The SSENIPPAH GIRLS

Gracie Freundlich, and Gertie Goodfriend, Gracie’s red-haired cousin on her mother’s side, along with two of their girlfriends in Mr. Krell’s 10th grade English clasped hands, bowed their heads, and solemnly created a, girls-only secret society. They called themselves the SSENIPPAH girls.They were in all of the same classes, wore the same style dresses from the same Alexander’s department store, ate their sandwiches from the same kind of lunch boxes, and liked all the same boys. They did their homework each night and got A’s in math and English, B’s in science, and A+’s in Home Ec.

They met once a month in a different one of their houses, ate chocolate cakes with coconut frosting or Jello molds with pieces of canned fruit inside. They listened to 78’s in their musty basements.

Their collective high school Science Fair project was a critical analysis of the question, ‘Is the grass always greener on the other side?’ They used trigonometric functions to compare the sun’s angle of incidence on two adjoining backyards as well as the spectral wavelength of prismatic color dispersion through equivalent blades of grass. Their well-considered conclusion was that, in the light of their data, “It is all in the way you look at.”

Most important to them though, and upon which they all agreed, was that they had no doubts about what their lives would be like when they grew up.
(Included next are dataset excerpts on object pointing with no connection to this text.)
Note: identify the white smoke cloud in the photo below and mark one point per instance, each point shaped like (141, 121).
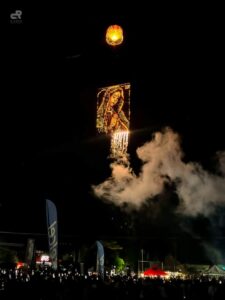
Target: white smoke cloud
(199, 191)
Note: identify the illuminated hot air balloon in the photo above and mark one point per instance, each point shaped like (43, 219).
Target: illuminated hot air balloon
(113, 116)
(114, 35)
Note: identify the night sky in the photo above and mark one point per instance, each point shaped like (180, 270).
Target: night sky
(55, 63)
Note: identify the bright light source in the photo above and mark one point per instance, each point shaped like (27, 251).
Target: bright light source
(114, 35)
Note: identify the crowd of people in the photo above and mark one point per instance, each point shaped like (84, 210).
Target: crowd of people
(68, 284)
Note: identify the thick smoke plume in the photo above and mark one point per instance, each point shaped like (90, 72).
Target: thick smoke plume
(199, 191)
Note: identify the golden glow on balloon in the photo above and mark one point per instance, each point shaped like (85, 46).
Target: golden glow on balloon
(114, 35)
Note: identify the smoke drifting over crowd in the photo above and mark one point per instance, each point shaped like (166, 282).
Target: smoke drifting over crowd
(199, 191)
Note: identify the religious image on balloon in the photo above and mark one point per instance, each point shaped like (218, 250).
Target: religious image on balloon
(113, 116)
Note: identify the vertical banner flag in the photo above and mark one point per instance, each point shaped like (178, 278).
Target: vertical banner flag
(100, 259)
(29, 252)
(52, 226)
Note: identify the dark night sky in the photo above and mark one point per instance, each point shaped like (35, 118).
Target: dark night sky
(55, 63)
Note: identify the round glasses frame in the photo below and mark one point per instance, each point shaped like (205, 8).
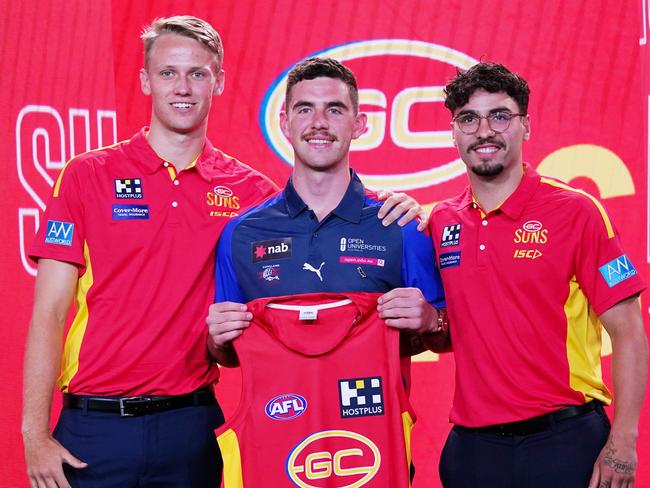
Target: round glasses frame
(498, 122)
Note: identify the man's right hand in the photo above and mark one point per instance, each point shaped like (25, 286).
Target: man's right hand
(44, 458)
(226, 321)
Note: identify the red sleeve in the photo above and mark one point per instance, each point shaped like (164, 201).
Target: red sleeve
(603, 270)
(61, 231)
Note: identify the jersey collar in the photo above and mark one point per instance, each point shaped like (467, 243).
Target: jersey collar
(208, 164)
(349, 208)
(514, 205)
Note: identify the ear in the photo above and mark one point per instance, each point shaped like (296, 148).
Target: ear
(144, 82)
(220, 83)
(526, 123)
(284, 124)
(360, 123)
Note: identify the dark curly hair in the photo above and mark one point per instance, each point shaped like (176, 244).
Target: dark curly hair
(491, 77)
(312, 68)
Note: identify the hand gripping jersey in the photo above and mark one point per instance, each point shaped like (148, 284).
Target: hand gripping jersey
(323, 403)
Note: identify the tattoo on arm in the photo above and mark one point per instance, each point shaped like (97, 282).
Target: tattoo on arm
(618, 465)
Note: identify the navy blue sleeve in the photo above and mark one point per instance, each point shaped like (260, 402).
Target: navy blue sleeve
(419, 269)
(226, 284)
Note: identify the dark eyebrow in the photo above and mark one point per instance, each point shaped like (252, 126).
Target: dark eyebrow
(337, 104)
(301, 103)
(304, 103)
(493, 111)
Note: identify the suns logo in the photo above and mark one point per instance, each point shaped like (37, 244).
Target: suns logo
(405, 131)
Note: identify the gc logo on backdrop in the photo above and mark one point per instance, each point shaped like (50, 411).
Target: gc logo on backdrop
(391, 91)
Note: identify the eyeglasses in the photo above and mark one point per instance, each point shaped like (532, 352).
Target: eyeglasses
(468, 123)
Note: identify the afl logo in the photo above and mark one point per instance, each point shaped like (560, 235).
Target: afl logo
(286, 407)
(222, 191)
(408, 142)
(532, 226)
(333, 459)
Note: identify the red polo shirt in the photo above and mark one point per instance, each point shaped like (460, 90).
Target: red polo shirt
(143, 237)
(524, 286)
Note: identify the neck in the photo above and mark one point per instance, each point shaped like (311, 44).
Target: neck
(490, 192)
(178, 149)
(322, 191)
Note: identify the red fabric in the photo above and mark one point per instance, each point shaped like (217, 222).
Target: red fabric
(151, 277)
(305, 360)
(506, 277)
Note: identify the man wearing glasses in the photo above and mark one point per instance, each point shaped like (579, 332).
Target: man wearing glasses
(532, 267)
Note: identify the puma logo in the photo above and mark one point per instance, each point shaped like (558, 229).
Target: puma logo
(309, 267)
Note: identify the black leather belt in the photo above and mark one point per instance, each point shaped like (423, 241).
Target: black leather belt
(541, 423)
(140, 405)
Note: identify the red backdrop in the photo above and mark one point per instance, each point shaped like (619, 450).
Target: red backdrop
(72, 85)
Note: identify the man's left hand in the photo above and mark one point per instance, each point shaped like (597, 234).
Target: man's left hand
(406, 308)
(400, 204)
(616, 464)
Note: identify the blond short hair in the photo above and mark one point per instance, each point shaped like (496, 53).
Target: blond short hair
(183, 25)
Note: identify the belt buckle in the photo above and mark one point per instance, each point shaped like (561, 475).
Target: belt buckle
(123, 405)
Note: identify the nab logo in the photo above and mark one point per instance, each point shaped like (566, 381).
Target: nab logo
(59, 233)
(286, 407)
(408, 134)
(617, 270)
(271, 249)
(333, 459)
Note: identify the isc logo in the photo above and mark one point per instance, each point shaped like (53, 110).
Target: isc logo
(286, 407)
(333, 459)
(408, 126)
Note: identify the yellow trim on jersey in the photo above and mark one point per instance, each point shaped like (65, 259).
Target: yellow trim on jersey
(583, 346)
(232, 469)
(599, 206)
(70, 360)
(407, 426)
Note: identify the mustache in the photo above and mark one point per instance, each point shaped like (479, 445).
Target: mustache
(489, 140)
(325, 134)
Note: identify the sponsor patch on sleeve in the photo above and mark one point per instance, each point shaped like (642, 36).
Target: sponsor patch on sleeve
(123, 211)
(59, 233)
(449, 259)
(617, 270)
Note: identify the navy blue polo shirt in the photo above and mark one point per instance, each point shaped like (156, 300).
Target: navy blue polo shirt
(280, 248)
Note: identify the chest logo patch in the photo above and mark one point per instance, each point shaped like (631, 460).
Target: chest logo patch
(357, 244)
(270, 273)
(449, 259)
(271, 249)
(617, 270)
(309, 267)
(531, 232)
(130, 212)
(362, 260)
(450, 235)
(128, 188)
(335, 459)
(361, 397)
(286, 407)
(59, 233)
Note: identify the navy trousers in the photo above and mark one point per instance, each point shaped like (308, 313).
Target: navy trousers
(562, 456)
(176, 448)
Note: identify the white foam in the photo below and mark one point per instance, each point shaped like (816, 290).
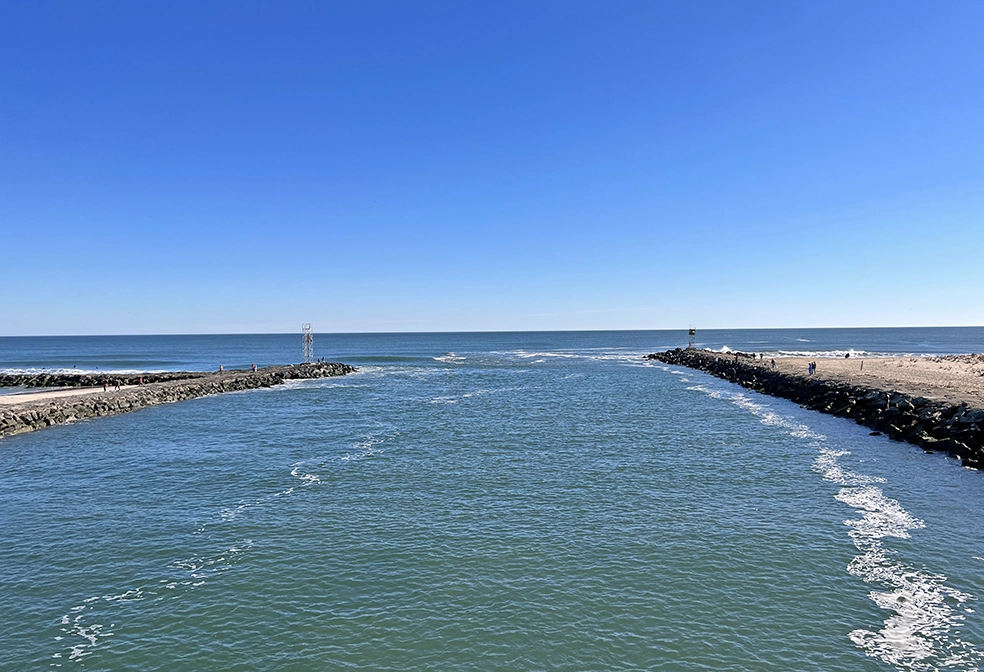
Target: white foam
(919, 633)
(450, 358)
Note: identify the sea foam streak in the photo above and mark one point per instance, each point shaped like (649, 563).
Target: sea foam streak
(188, 573)
(924, 611)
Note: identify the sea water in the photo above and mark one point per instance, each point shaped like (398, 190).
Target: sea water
(484, 501)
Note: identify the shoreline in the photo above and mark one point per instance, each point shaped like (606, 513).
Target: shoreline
(936, 402)
(34, 410)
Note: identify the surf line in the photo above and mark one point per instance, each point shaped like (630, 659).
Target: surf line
(936, 426)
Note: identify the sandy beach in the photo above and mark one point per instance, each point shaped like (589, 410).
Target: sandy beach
(958, 379)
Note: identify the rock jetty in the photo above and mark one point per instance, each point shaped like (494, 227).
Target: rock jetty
(90, 401)
(936, 426)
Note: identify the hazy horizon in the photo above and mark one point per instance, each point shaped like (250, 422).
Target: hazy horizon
(442, 167)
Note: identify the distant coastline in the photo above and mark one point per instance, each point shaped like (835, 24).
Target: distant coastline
(936, 402)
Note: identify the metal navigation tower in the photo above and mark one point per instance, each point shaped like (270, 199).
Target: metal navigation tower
(307, 341)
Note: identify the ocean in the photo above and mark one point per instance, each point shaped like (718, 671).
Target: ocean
(486, 501)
They all wanted to get married in big white dresses with their hair up like Mary Astor or Rosalind Russell and to cook steaming hot dinners for their husbands who all would look like William Powell and have important jobs, buy them silvery new toasters and Reader’s Digest Condensed Novels, and take them to Grossinger’s on summer weekends in the Catskills.

They would all have two children who wouldn’t cry too much and who they would wheel around in carriages down Yonkers Avenue. And they would always be friends and always would be happy.

That was their secret. The SSENIPPAH GIRL’s secret. The secret that bound them together like crackerjacks and peanuts, like Burns and Allen. The secret the SSENIPPAH GIRLS swore never to reveal, not even to their mothers or their husbands, the secret they would take to their graves and beyond was that SSENIPPAH was “happiness” spelled backwards.

Gertie was the first to marry. Dorothy, the second. Lillian next.

Gracie was the last. Dave was a good-enough looking guy with sleepy brown eyes, thick wavy, almost-black hair he wore wet-combed, so you could see the lines the comb made.

Dave was a man her father knew, a traveling hardware supplier. Gracie was eighteen and he was a few years older, six, actually, and he was happy to spend money on her: dinners and shows, and basement clubs in the city where men in black suits knew him and laughed at his jokes and showed them to good tables in the back in return for neatly folded twenties he’d slip into their soft palms.

Gracie knew few people with that kind of money then, what with the depression, and people out of work all over. It was good to escape the feeling of just making ends meet for a night. It was good to feel special. Dave liked her and she was crazy about him.

On their third date, coming out of a movie theater on Houston Street, he turned to her and told her that he was a bachelor. A ‘confirmed bachelor,’ he said. “Too bad,” was all she said.

After the wedding, at the Beth Shalom, they lived in her parent’s house, saving for their own place.

That never happened. Not until her parents moved to Boca and left the house and hardware business to Gracie. Not until the Thruway was built and the mall put in its own hardware store, and the kids were born and grew up and left the house.

Dave never seemed to mind the traffic or the crying kids, or the rattling furnace. He either had the TV on or, after he turned it off and came to bed, he slept next to her like an indifferent sack of snoring yams. He sold nails and washing machines. He smoked Lucky Strikes. He drank Seagram’s Seven out of a shot glass he kept in the cabinet under the telephone table when he came home from work.

Gertie’s husband was the first to die and when her son was killed by a hit-and-run driver in upstate New York one year later, Gracie cried with her, consoled her as no one else could.

And then when Dave died alone at a matinee in a theater on Allerton Avenue in the Bronx of an intracranial aneurism, with a large coke and a carton of buttered popcorn spilled in his lap, they moved in together, into a two-bedroom rent-controlled sublet on the Upper West Side with hardwood floors, a skylight in each bedroom, a view of the Sheep Meadow, and a only short walk to Zabar’s.

So now when they drive north together on the Saw Mill Parkway up through Yonkers to place stones on the graves and they think back on it all and the one little teaspoon of happiness that they now have left to share, Gertie says, “In the end, you know, it’s all in how you look at it.”